McKinsey’s actions affect “public confidence in the bankruptcy process,” said the U.S. Department of Justice official, who asked to reopen the case of Alpha Natural Resources and called for the devolution of fees paid to the financial consulting firm.

Yet the strongest allegations of misconduct against McKinsey come from a direct competitor. For years, Jay Alix, founding partner of consulting firm AlixPartners, has accused McKinsey of deliberately concealing potential conflicts of interest and breaching disclosure requirements. For more than two years, AlixPartners led the restructuring advisory work for PREPA.

“Between 2001 and the present, McKinsey has knowingly and intentionally submitted false and materially misleading declarations under oath in the bankruptcy proceedings in which McKinsey & Co. and/or McKinsey RTS has been hired as a bankruptcy professional, in order to unlawfully conceal its many significant connections to ‘Interested Parties’ identified in bankruptcy proceedings and in order to avoid revealing numerous disqualifying conflicts of interest that would preclude it from being hired as a bankruptcy professional in those proceedings,” reads a civil lawsuit filed in May by Jay Alix against McKinsey under the RICO Act, a federal law against racketeering, corruption and organized crime.

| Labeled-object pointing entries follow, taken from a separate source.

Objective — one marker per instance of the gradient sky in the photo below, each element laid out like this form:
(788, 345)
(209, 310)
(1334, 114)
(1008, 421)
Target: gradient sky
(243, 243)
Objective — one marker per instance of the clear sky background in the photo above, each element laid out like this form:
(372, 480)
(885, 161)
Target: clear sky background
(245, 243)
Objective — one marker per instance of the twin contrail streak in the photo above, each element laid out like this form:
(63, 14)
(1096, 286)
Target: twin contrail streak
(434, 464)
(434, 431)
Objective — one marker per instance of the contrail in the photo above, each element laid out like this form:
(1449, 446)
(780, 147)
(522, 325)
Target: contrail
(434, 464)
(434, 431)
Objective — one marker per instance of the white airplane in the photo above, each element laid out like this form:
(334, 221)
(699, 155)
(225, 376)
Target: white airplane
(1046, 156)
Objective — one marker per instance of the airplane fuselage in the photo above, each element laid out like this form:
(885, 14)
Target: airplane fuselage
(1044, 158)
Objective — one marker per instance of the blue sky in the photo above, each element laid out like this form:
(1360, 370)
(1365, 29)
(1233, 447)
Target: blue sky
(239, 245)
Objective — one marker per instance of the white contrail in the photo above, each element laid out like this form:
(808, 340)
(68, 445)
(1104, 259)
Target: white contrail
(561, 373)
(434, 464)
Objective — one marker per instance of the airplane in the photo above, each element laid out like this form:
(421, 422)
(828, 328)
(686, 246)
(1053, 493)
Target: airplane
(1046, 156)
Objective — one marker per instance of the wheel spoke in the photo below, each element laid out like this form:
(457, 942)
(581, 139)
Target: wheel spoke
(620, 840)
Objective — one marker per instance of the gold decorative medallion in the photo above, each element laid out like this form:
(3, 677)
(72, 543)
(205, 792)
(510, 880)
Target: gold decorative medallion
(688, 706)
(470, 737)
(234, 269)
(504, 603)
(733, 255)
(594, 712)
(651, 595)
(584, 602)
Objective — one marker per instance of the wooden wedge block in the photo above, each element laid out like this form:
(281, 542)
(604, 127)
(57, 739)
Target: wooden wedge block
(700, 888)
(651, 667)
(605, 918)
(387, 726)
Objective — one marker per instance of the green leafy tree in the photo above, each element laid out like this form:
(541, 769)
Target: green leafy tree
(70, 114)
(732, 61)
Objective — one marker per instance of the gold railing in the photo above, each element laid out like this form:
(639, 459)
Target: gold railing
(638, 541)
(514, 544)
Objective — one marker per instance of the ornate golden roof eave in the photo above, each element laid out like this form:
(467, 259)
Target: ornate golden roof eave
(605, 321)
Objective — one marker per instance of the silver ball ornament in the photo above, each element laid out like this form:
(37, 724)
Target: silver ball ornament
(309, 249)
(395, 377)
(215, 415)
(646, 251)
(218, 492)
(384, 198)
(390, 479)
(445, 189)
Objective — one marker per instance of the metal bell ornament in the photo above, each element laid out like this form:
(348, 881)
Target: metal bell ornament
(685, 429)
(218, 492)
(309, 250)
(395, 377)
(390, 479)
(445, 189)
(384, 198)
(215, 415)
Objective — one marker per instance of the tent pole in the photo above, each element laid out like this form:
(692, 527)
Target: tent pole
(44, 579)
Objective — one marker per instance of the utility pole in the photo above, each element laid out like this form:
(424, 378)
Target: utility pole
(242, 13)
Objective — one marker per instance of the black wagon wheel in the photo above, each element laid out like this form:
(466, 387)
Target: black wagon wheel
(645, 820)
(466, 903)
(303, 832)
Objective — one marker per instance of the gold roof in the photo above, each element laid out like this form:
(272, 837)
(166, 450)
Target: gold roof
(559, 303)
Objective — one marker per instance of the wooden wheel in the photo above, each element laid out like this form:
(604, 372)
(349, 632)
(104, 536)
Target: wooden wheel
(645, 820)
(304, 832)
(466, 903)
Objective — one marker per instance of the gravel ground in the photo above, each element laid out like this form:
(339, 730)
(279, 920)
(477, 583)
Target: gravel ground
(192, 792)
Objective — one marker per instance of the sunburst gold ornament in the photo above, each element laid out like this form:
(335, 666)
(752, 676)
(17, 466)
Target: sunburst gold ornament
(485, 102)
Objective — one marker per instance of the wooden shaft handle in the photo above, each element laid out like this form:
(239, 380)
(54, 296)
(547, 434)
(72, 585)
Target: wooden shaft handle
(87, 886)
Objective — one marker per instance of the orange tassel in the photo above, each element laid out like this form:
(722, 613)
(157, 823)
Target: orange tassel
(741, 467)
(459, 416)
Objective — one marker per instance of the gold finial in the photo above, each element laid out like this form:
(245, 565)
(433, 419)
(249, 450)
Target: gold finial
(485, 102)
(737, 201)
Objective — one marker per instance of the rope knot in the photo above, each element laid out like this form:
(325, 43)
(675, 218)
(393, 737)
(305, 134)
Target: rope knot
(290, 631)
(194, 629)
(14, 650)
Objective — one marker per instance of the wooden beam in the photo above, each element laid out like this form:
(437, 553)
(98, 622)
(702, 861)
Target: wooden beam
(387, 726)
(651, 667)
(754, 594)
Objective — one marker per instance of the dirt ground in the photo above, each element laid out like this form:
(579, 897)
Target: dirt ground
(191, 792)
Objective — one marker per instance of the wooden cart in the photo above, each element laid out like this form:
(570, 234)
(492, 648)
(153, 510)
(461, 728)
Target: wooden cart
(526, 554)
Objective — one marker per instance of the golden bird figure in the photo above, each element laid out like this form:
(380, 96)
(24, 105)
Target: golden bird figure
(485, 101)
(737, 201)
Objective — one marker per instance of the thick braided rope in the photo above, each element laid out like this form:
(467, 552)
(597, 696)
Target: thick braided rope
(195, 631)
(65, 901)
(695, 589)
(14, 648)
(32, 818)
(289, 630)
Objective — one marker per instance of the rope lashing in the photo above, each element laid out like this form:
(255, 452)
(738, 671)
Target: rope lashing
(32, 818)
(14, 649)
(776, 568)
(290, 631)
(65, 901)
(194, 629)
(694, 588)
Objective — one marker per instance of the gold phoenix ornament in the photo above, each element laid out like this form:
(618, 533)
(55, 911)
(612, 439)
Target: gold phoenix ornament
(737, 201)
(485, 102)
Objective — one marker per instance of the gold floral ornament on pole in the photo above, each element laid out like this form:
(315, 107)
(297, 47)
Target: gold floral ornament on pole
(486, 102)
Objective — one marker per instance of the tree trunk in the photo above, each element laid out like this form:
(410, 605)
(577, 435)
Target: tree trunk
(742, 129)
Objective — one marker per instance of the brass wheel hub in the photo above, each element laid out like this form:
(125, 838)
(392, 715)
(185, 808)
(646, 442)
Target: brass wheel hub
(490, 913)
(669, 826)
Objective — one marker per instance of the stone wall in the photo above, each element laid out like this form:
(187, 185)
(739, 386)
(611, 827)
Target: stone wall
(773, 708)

The firm has denied any type of conflict, but Alix alleges that MIO and McKinsey are not separate entities.

“McKinsey, McKinsey RTS and MIO are not separate firms. McKinsey is one firm. Bankruptcy Rule 2014, therefore, requires McKinsey RTS to disclose not only its own connections, but also its affiliates’ connections, including the MIO’s connections,” reads an objection filed in court by Mar Bow Value Partners, a company owned by Alix, as part of the ongoing bankruptcy case of Westmoreland, a coal company.

In the case of Puerto Rico, both McKinsey and the Board argue that Rule 2014 does not apply to them.